The murderers and thieves, Jay Wesley Neill, who did the killings, and Robert Grady Johnson, were arrested on December 17 in a San Francisco hotel, traced there by the trail of marked bills which had paid for their transit. They were both convicted of the crimes in 1985 and sentenced to death for capital murder and several other crimes in connection with the robbery. When those convictions were overturned (they had been tried together) they have tried again, in separate trials, and again both were convicted. Johnson was sentenced to four life sentences and Neill was again given the death penalty. He was executed at the Oklahoma State Penitentiary in 2002, by lethal injection.
18. The Norco shootout resulted from an attempted bank robbery
The Norco shootout in the town of that name in California took place on May 9, 1980, between five bank robbers and deputies of the Riverside County and later San Bernardino County sheriff’s departments. The robbers were armed with rifles, handguns, and shotguns. Two bank robbers and one deputy died in the gun battle, nine officers were wounded. The robbers shot up more than two dozen patrol cars and damaged a police helicopter. The shootout began in the parking lot of the Security Pacific Bank, where one robber was killed, leading the others to steal a car in the lot and lead police on a 25-mile chase. Riverside deputies were assisted in the high-speed chase by officers of other agencies as it entered Sam Bernardino County. Once the robbers reached an area near Lytle Creek they again engaged the pursuers.
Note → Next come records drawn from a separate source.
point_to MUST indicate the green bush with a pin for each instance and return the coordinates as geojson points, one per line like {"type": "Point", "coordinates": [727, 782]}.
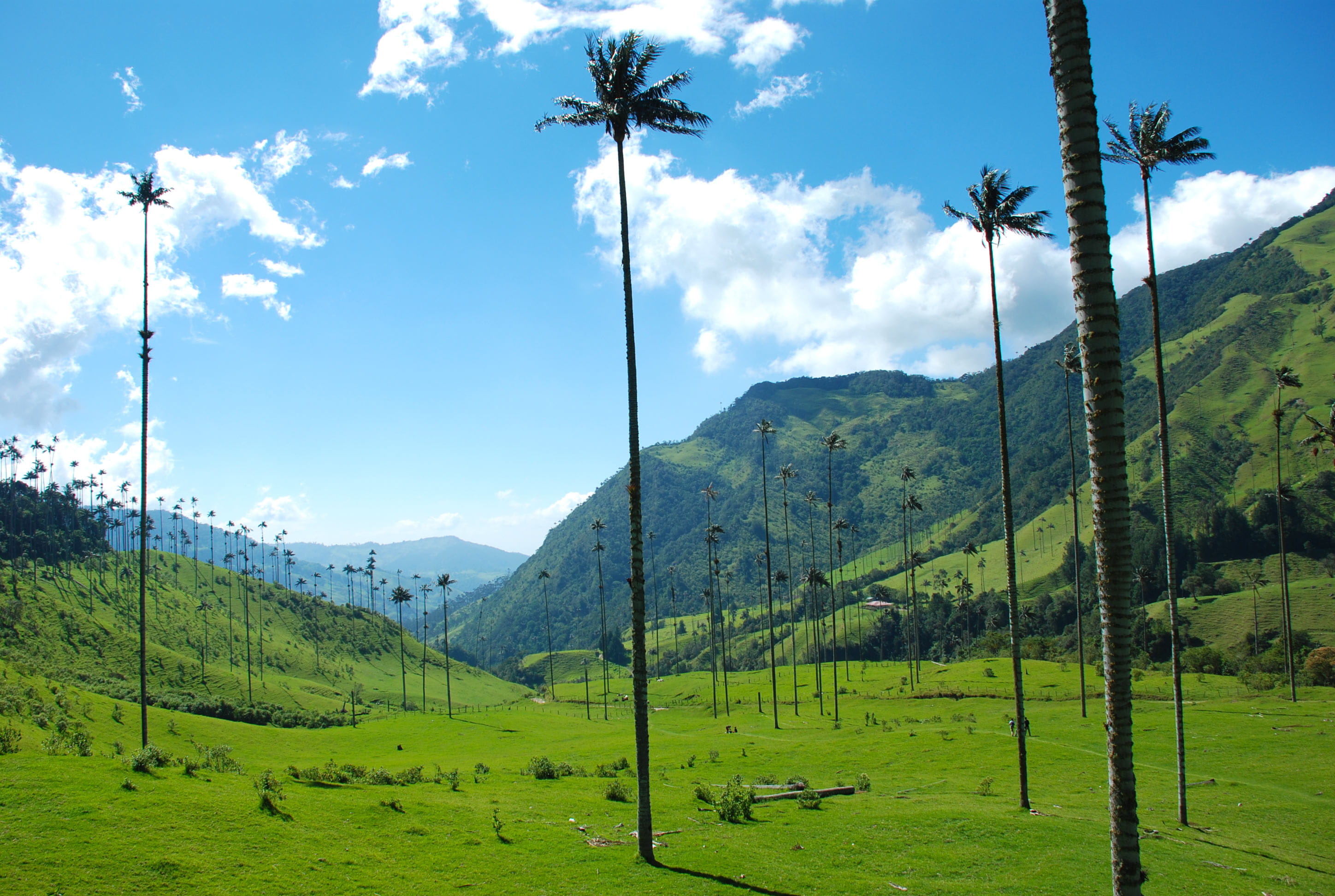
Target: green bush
{"type": "Point", "coordinates": [735, 802]}
{"type": "Point", "coordinates": [270, 790]}
{"type": "Point", "coordinates": [148, 759]}
{"type": "Point", "coordinates": [543, 768]}
{"type": "Point", "coordinates": [619, 791]}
After the second gun battle in San Bernardino County, the surviving robbers escaped into the San Bernardino Mountains. They remained at large until two days later when they were encountered in the general region of the second shootout. In yet another gun battle with police, a second robber was killed. The remaining three were taken into custody. The robbery had yielded a haul of about $20,000, most of which was recovered and the three surviving robbers were convicted of 46 felonies for their crimes, and all three were sentenced to life in prison without the possibility of parole. For most of the shootout, the deputies had been outgunned by the bank robbers and changes to the arming of the San Bernardino Sheriff’s Department were the direct result of the gun battles following the robbery.